Demonstrated? It's just a single post, we would have to replicate these results ourselves and our specific environment.
We use this 24/7 in a production system and have not encountered any issues and it matches actual data and experience from real conversations and meetings with other companies. We don't make decisions from blog posts.
Consider that if you have not experienced any issues yet it might say more about your network stability than aerospike. Of course you can chose to ignore it, but network partitions eventually do happen, and when it does I hope your data is not mission critical.
Are all the other companies and engineers using it useless then? One guy is not enough to make any opinion either way. And yes, we put a lot of effort into making sure the hardware and network are good, because when that works right everything else works well too. Trying to solve hardware issues with software is bound to lead to misery.
We have network partitions all the time, that's how we upgrade. On average each node is replaced every 2 weeks and we just terminate it through the API (both softlayer and aws). No big deal and we haven't lost any data yet, confirmed by other
records in other datastores that have to match up.
If aphyr's post is the ultimate rating, why would anyone use anything thing else he's written about?
> Are all the other companies and engineers using it useless then?
Of course not, software is about trade-offs, and every company has different use cases. Is it their primary datastore? if they lose data do they lose some data samples for a recommendation engine? or someone's money? I wouldn't assume "if it works for them it works for me".
> Trying to solve hardware issues with software is bound to lead to misery.
I strongly disagree with that, I believe exactly the oposite.
> If aphyr's post is the ultimate rating, why would anyone use anything thing else he's written about?

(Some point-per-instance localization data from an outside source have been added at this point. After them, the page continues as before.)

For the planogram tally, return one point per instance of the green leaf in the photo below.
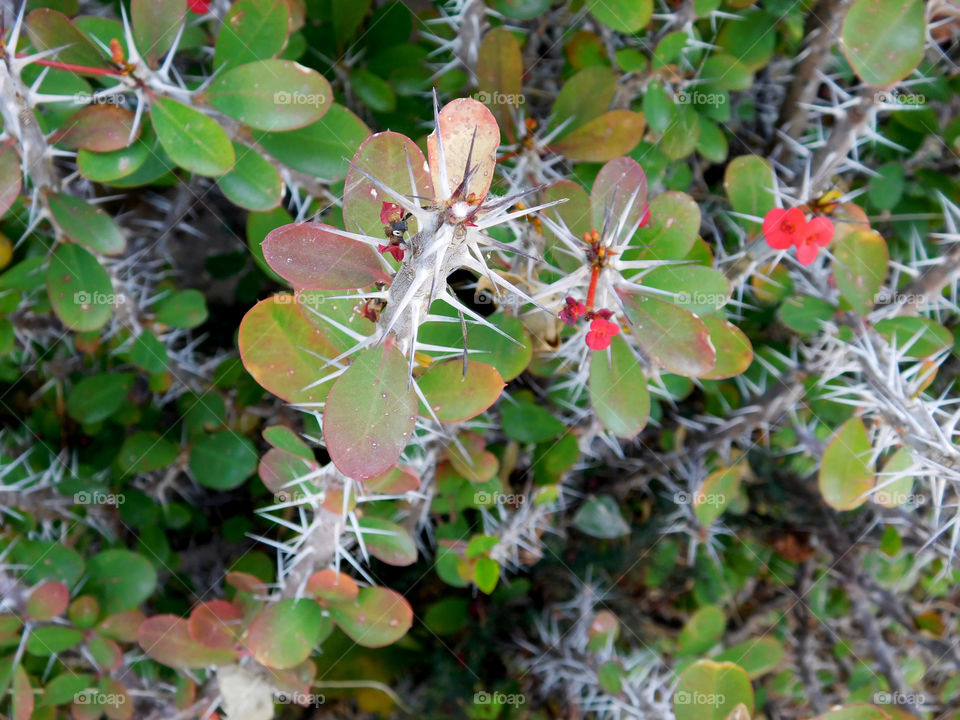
(672, 230)
(370, 413)
(710, 690)
(312, 256)
(101, 128)
(182, 309)
(387, 541)
(702, 631)
(193, 141)
(611, 135)
(252, 30)
(846, 472)
(253, 184)
(884, 39)
(377, 618)
(120, 579)
(52, 30)
(455, 396)
(155, 26)
(285, 633)
(167, 639)
(79, 288)
(319, 149)
(600, 517)
(676, 339)
(223, 461)
(145, 452)
(283, 351)
(860, 267)
(748, 182)
(756, 656)
(626, 16)
(87, 225)
(97, 397)
(618, 390)
(271, 95)
(718, 490)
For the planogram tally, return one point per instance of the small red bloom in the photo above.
(394, 250)
(390, 212)
(817, 234)
(573, 311)
(782, 228)
(601, 333)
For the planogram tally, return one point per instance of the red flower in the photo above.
(783, 228)
(817, 234)
(394, 250)
(390, 212)
(573, 311)
(601, 333)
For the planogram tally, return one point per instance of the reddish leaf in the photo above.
(48, 600)
(370, 414)
(215, 624)
(332, 586)
(284, 352)
(612, 134)
(391, 158)
(454, 397)
(166, 638)
(312, 258)
(101, 128)
(458, 121)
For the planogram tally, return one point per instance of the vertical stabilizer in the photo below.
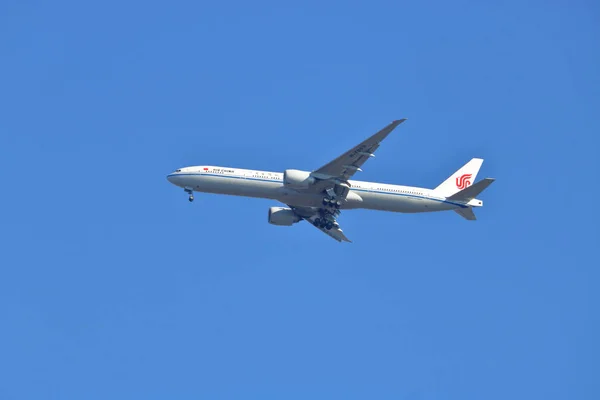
(461, 179)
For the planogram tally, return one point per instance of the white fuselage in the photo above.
(269, 185)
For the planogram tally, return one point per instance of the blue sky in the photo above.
(113, 286)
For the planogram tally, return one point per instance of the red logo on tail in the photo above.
(463, 181)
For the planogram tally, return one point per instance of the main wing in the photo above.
(346, 165)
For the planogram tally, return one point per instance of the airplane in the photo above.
(319, 196)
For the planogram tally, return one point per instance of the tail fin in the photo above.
(466, 213)
(460, 179)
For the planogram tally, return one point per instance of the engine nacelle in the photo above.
(297, 179)
(282, 216)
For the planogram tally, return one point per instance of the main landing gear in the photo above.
(333, 203)
(191, 193)
(324, 223)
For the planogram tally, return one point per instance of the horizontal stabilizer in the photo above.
(466, 213)
(472, 191)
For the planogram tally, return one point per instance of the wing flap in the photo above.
(350, 162)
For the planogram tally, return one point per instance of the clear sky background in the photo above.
(113, 286)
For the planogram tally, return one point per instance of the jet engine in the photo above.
(282, 216)
(297, 179)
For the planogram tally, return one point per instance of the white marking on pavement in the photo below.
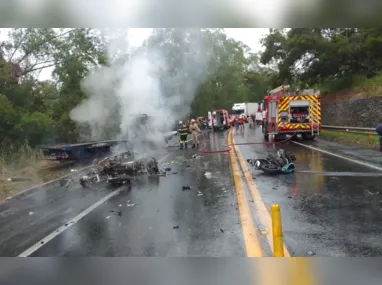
(67, 225)
(340, 156)
(47, 183)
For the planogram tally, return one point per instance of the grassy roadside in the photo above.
(345, 137)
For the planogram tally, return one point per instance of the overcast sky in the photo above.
(250, 36)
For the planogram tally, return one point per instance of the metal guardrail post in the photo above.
(348, 128)
(278, 243)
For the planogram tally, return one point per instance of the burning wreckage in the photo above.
(120, 169)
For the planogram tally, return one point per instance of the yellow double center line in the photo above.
(251, 234)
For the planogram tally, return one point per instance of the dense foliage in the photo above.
(37, 112)
(330, 58)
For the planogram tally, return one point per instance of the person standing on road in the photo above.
(236, 124)
(250, 120)
(195, 131)
(183, 132)
(378, 129)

He does not judge the system's usefulness, throughput, etc. But he's a good benchmark for distributed system's reliability. While he might not test every possible scenario, if he says software X loses data on conditions Y, I do believe him. It's still up to me to decide if that matters for my use case or not.
Different sets of data goes to different pipelines.
eg: aerospike will have counters to cap a certain transaction and when we do offline aggregations from logs written through a completely different system, the numbers have to match.
If something is capped to spend $100 and the aggregations don't match up to exactly $100, then there's something wrong, especially with very fine grain numbers.
We have the enterprise edition of Aerospike, allowing us to be in constant contact with their support team and developers. A couple weeks later, and we still have no idea why this is happening. When dealing with monetary values, these fluctuations are very bad for us. Needless to say, we have begun migrating away from Aerospike.